Kids who are retained eventually become 19-year-old high school seniors, and this is not pretty. All of us, parents and kids alike, participate in a little magical thinking about the legal age of majority, and for all of us the symbolic value of turning eighteen is very powerful indeed. Turning eighteen means, to many kids, "you can't tell me what to do any more...I can make my own decisions." Anyone who teaches seniors knows they are a pretty restive bunch, and they frequently challenge the good order and discipline of a normal school when they start feeling their oats on their eighteenth birthday.

But nineteen? When they turn nineteen during their senior year, many kids start to get more than restive. They know that most of their age-mates are off at college, drinking and carrying on without adult supervision. They feel like adults, and they often look like adults, and they are beyond ripe. Instead of having a restive half-year after their eighteenth birthday, they have a restive year and a half, and it just gets more restive as time goes by.

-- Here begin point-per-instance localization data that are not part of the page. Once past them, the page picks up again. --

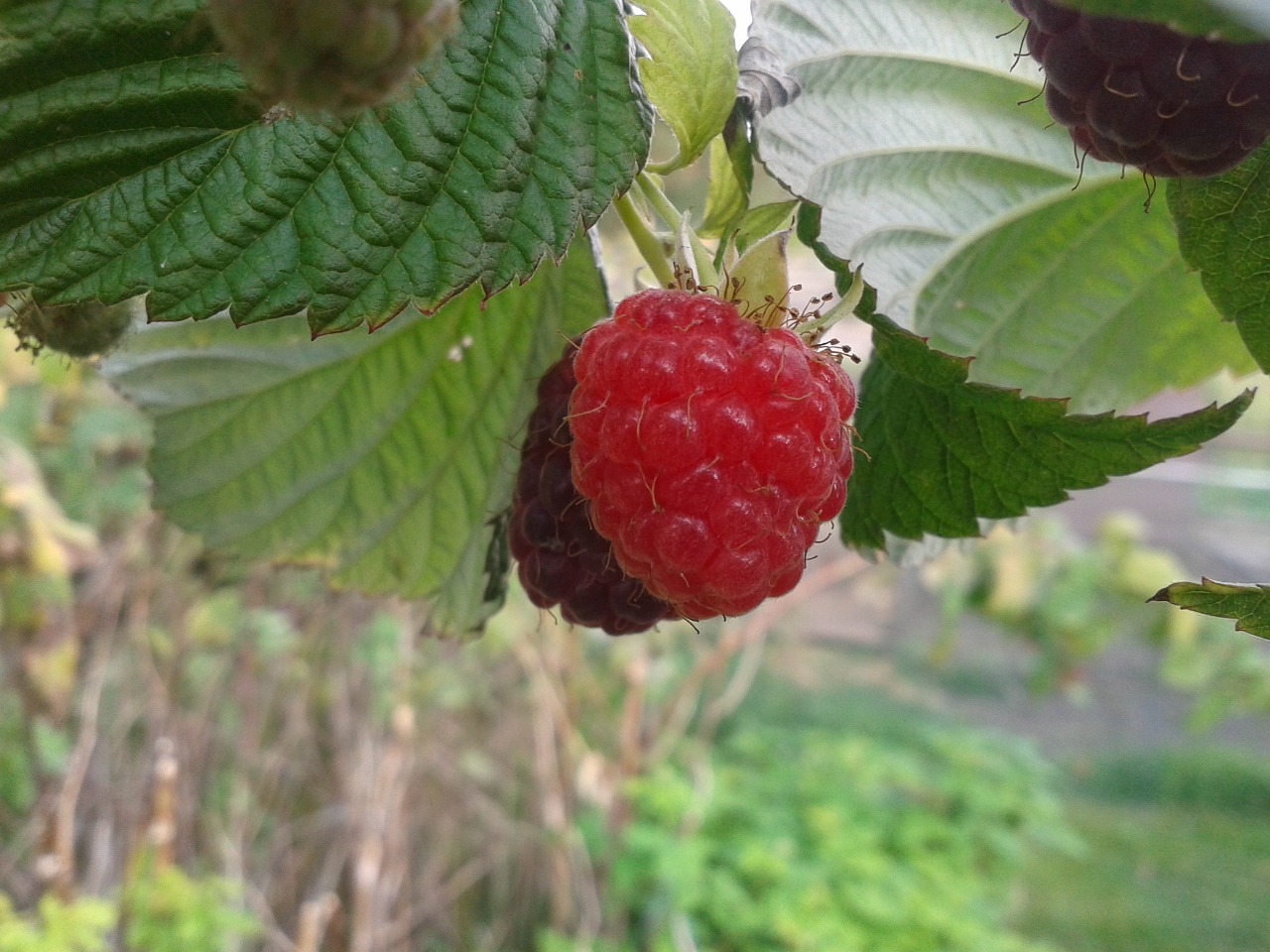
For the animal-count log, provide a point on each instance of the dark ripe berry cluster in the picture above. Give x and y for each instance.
(1141, 94)
(562, 558)
(710, 449)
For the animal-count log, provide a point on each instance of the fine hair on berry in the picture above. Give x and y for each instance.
(561, 557)
(710, 449)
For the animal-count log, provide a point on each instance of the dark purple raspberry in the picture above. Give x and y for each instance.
(561, 557)
(1141, 94)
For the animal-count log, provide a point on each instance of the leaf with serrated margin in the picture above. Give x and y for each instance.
(1247, 604)
(385, 457)
(1196, 18)
(1223, 227)
(691, 76)
(911, 135)
(130, 164)
(937, 453)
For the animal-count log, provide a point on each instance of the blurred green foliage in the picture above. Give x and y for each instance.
(81, 925)
(1071, 599)
(829, 842)
(166, 910)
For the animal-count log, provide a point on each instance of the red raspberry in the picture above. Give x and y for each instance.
(561, 558)
(710, 449)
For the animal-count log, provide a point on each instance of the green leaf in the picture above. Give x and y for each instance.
(762, 221)
(1196, 18)
(937, 453)
(1223, 227)
(386, 457)
(130, 164)
(1062, 299)
(731, 175)
(691, 76)
(911, 136)
(1247, 604)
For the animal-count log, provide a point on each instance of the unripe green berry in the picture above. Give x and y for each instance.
(331, 58)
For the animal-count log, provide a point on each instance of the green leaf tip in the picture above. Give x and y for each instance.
(937, 453)
(691, 75)
(1223, 230)
(130, 164)
(386, 458)
(1247, 604)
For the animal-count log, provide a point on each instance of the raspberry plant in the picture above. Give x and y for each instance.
(452, 221)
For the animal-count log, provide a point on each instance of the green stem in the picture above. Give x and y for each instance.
(657, 199)
(705, 267)
(648, 244)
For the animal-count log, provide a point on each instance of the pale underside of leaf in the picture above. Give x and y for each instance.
(960, 203)
(384, 457)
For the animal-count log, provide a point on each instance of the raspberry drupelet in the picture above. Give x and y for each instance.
(710, 449)
(561, 558)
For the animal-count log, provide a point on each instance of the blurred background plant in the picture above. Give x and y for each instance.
(198, 754)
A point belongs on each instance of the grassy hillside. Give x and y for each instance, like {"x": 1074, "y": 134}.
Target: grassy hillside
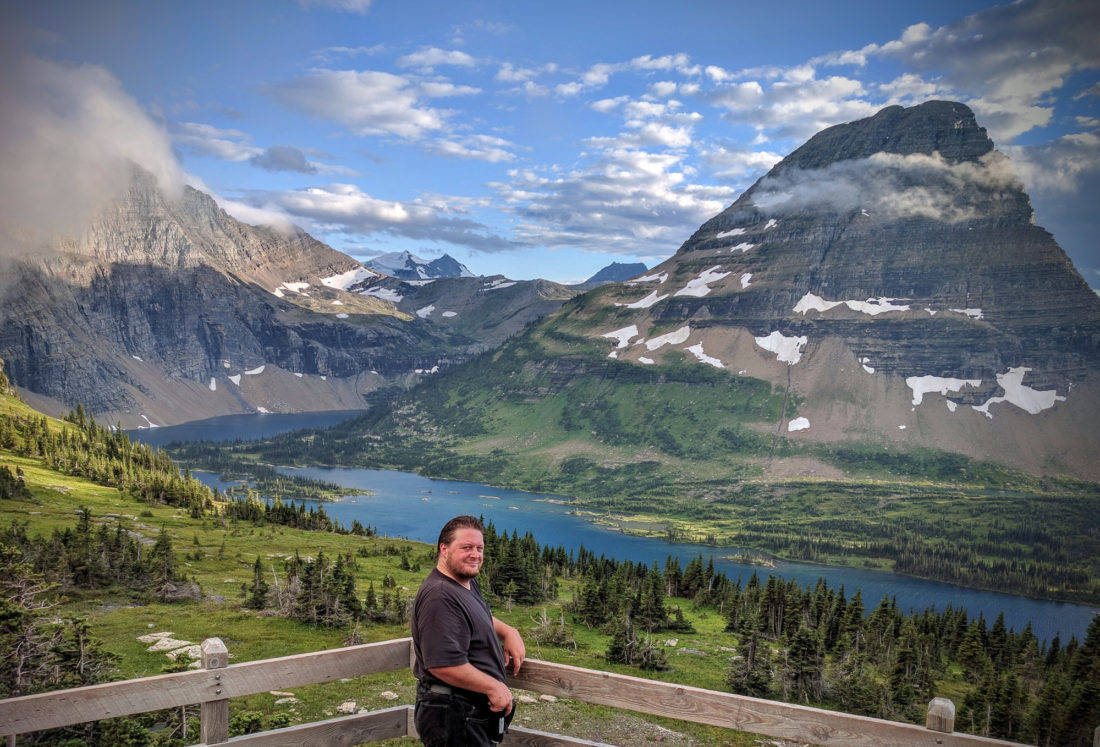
{"x": 688, "y": 451}
{"x": 805, "y": 645}
{"x": 219, "y": 556}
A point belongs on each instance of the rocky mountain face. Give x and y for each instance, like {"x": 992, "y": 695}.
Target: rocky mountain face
{"x": 165, "y": 310}
{"x": 887, "y": 275}
{"x": 484, "y": 311}
{"x": 616, "y": 272}
{"x": 409, "y": 266}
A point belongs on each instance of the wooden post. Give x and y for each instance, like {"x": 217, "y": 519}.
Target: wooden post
{"x": 941, "y": 715}
{"x": 215, "y": 713}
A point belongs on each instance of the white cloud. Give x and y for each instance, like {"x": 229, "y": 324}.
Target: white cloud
{"x": 528, "y": 88}
{"x": 662, "y": 89}
{"x": 605, "y": 106}
{"x": 895, "y": 186}
{"x": 348, "y": 209}
{"x": 795, "y": 107}
{"x": 625, "y": 200}
{"x": 329, "y": 53}
{"x": 1057, "y": 166}
{"x": 598, "y": 75}
{"x": 367, "y": 102}
{"x": 718, "y": 74}
{"x": 909, "y": 89}
{"x": 428, "y": 58}
{"x": 67, "y": 136}
{"x": 568, "y": 88}
{"x": 737, "y": 163}
{"x": 347, "y": 6}
{"x": 441, "y": 88}
{"x": 1007, "y": 61}
{"x": 509, "y": 73}
{"x": 224, "y": 144}
{"x": 480, "y": 147}
{"x": 1091, "y": 90}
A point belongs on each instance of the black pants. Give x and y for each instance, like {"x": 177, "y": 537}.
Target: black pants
{"x": 450, "y": 720}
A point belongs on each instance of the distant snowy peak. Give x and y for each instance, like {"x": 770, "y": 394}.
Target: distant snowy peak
{"x": 617, "y": 272}
{"x": 407, "y": 265}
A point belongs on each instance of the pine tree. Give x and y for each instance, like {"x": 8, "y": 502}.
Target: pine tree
{"x": 257, "y": 592}
{"x": 805, "y": 663}
{"x": 750, "y": 673}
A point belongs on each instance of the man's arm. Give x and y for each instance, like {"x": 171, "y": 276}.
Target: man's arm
{"x": 513, "y": 644}
{"x": 469, "y": 677}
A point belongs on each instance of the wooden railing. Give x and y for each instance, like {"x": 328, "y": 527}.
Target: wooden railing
{"x": 217, "y": 682}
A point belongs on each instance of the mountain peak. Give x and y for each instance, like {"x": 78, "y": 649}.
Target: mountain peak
{"x": 617, "y": 272}
{"x": 947, "y": 128}
{"x": 407, "y": 265}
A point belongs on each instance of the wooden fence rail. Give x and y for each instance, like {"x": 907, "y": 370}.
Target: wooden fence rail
{"x": 217, "y": 682}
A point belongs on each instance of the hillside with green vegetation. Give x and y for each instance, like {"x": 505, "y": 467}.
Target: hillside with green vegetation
{"x": 691, "y": 452}
{"x": 102, "y": 575}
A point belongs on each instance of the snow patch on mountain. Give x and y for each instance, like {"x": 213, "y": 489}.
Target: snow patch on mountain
{"x": 1016, "y": 393}
{"x": 660, "y": 277}
{"x": 871, "y": 306}
{"x": 673, "y": 338}
{"x": 623, "y": 336}
{"x": 923, "y": 385}
{"x": 384, "y": 294}
{"x": 647, "y": 301}
{"x": 344, "y": 281}
{"x": 700, "y": 286}
{"x": 787, "y": 349}
{"x": 696, "y": 350}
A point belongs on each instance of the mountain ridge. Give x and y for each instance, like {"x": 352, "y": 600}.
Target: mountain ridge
{"x": 913, "y": 305}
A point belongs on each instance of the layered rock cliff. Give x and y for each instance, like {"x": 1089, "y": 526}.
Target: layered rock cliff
{"x": 887, "y": 279}
{"x": 164, "y": 310}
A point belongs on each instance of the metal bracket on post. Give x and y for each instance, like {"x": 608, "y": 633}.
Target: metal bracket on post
{"x": 215, "y": 713}
{"x": 941, "y": 715}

Some kids in this position actually fail to graduate, because they are so sick of following orders that they arrange to get themselves thrown out of school, which kind of defeats the whole agenda for which they were retained in the first place.

Even if they stay in school, they can burn a lot of bridges because they feel like grown-ups asked to submit like kids.

So, in this almost-lovely time of year, let's take a little time to consider this whole big picture, even the unlovely parts. Cute little third-graders who stay back now will eventually be nineteen-year-olds with agendas of their own. You think it's hard to retain them now? Just wait until they're nineteen, when they have to be restrained.